Over 1.5 million women are living with cervical cancer worldwide, and more than 13 thousand women in the US are diagnosed with the condition each year. While cervical cancer can become deadly if undiagnosed, it is very treatable when detected early and properly managed. For women living with the condition, clinical trials can offer pioneering treatments that may be more effective than those currently on the market.
Yet only eight percent of oncology patients in the United States participate in clinical trials. According to a recent study in the Journal of the National Cancer Institute, the low rate of participation is due not to lack of interest but to common structural barriers.
In honor of Cervical Cancer Awareness Month, here are some ways sponsors and CROs can boost public awareness and connect more cervical cancer patients to potentially life-saving treatments.
Making Way for Patient-Centric Clinical Trials
Barriers such as ineligibility, geographical access, and logistical concerns make trial participation difficult for more than three out of four cancer patients. Fortunately, sponsors and CROs can help overcome these barriers by adopting a patient-centric approach to cervical cancer clinical trials.

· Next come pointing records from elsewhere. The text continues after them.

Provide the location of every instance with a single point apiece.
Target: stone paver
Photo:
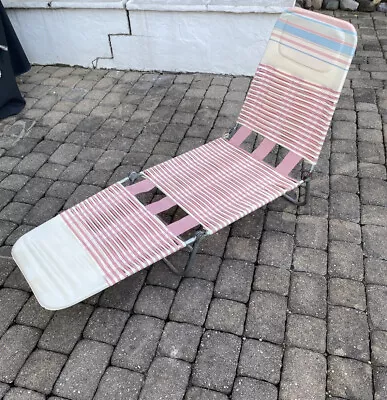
(83, 370)
(216, 363)
(287, 303)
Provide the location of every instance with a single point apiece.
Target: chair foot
(305, 195)
(194, 249)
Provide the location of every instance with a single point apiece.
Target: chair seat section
(219, 183)
(92, 246)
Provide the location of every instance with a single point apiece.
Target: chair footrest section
(92, 246)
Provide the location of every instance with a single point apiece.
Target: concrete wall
(218, 36)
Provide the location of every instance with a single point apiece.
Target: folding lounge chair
(112, 235)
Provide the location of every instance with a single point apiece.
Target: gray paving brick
(242, 249)
(344, 164)
(369, 120)
(180, 341)
(374, 215)
(380, 383)
(234, 280)
(76, 171)
(371, 153)
(349, 378)
(216, 363)
(272, 279)
(14, 212)
(276, 249)
(65, 154)
(247, 388)
(345, 260)
(195, 393)
(15, 346)
(348, 333)
(249, 226)
(61, 189)
(310, 260)
(308, 294)
(260, 360)
(306, 332)
(167, 378)
(266, 317)
(303, 375)
(160, 275)
(226, 315)
(11, 301)
(347, 293)
(373, 191)
(44, 209)
(374, 241)
(14, 182)
(3, 389)
(343, 130)
(345, 230)
(60, 132)
(377, 306)
(205, 267)
(119, 384)
(65, 328)
(6, 267)
(379, 348)
(40, 371)
(47, 147)
(137, 345)
(282, 222)
(23, 394)
(33, 190)
(22, 148)
(5, 197)
(81, 193)
(215, 244)
(154, 301)
(33, 314)
(83, 371)
(312, 232)
(50, 171)
(6, 228)
(7, 164)
(30, 164)
(342, 183)
(124, 294)
(106, 325)
(375, 271)
(191, 301)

Clinical trials tend to be concentrated in big cities, and patients in rural areas may be hindered by travel constraints, work, and family responsibilities. To improve accessibility, home visits and transportation services can bring trials to patients with mobility challenges. Partnerships with services like Lyft or Uber can also ensure patients reach their trial appointments on time.
Sponsors and CROs should ensure that the trial experience is comfortable and convenient by soliciting patient feedback and finding ways to measure and improve the qualitative experience.

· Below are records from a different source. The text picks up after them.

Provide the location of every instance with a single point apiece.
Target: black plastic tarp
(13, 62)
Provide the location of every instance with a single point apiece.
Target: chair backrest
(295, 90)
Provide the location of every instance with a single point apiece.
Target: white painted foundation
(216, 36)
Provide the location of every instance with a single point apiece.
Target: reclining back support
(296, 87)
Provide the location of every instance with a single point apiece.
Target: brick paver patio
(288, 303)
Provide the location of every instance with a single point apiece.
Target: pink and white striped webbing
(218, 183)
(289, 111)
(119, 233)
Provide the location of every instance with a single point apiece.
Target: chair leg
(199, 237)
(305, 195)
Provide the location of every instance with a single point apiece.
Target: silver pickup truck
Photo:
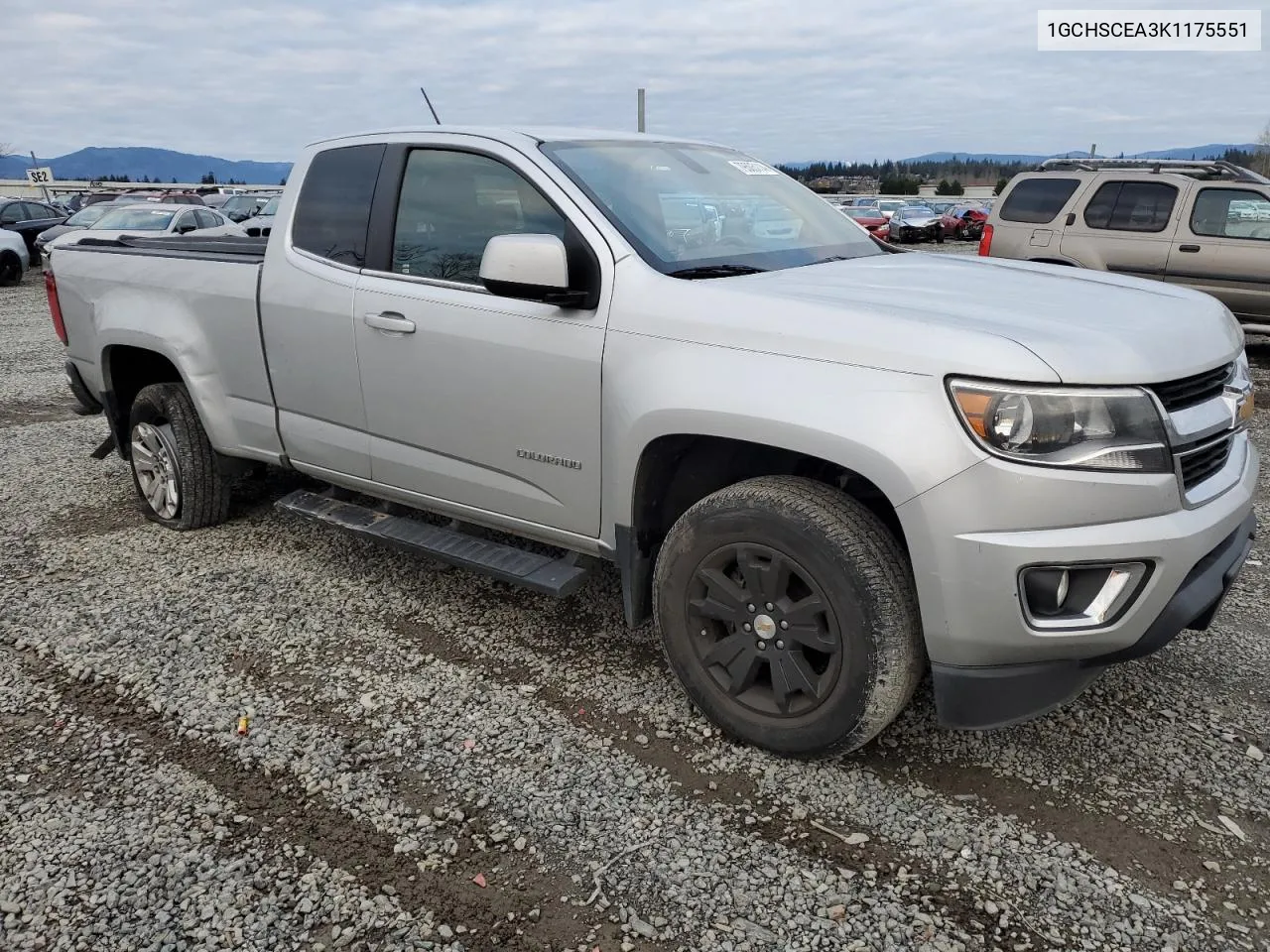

For instance, studies have found that cervical cancer patients may have added anxiety because of the condition’s connection with sexually transmitted HPV. In this case, simply sharing accurate, non-judgemental information with patients can lessen these feelings of anxiety and improve the overall experience.
These practices can even help boost recruitment efforts, as patients who are satisfied with their experience are far more likely to complete the entire course of treatment and recommend clinical trials to other patients.
Boosting Enrollment Through Digital Recruitment
To boost trial enrollment, sponsors and CROs need to ensure that cervical cancer patients are informed about new clinical trials. Many cervical cancer patients search for potential treatments and new medical information online, and investing in the right digital outreach strategy can ensure that relevant content reaches potential patients.
One way sponsors and CROs can reach cervical cancer patients is through a well-crafted PPC campaign. Pay-per-click (PPC) can be an effective tool for increasing website traffic, especially when targeting patient pain points through keywords like “pelvic pain” or “pain after intercourse.” Further, PPC ads that are geographically specific are more likely to increase engagement.
Beyond PPC ads, Facebook is a key platform to reach out to patients and share clinical trial content. Despite recent scandals, Facebook remains an essential source of support and reliable information for many cancer patients. In addition, Facebook is currently piloting a new “health groups” feature where patients with chronic conditions can find community support. With time, these health groups can become a powerful marketing tool, as patients are more likely to trust helpful, non-intrusive information shared in these forums.
Cervical cancer clinical trials can offer cutting-edge treatments to patients at any stage of their condition. By embracing patient-centric designs and digital outreach strategies, sponsors and CROs can offer cervical cancer patients better clinical trial experiences, and in turn boost their enrollment numbers.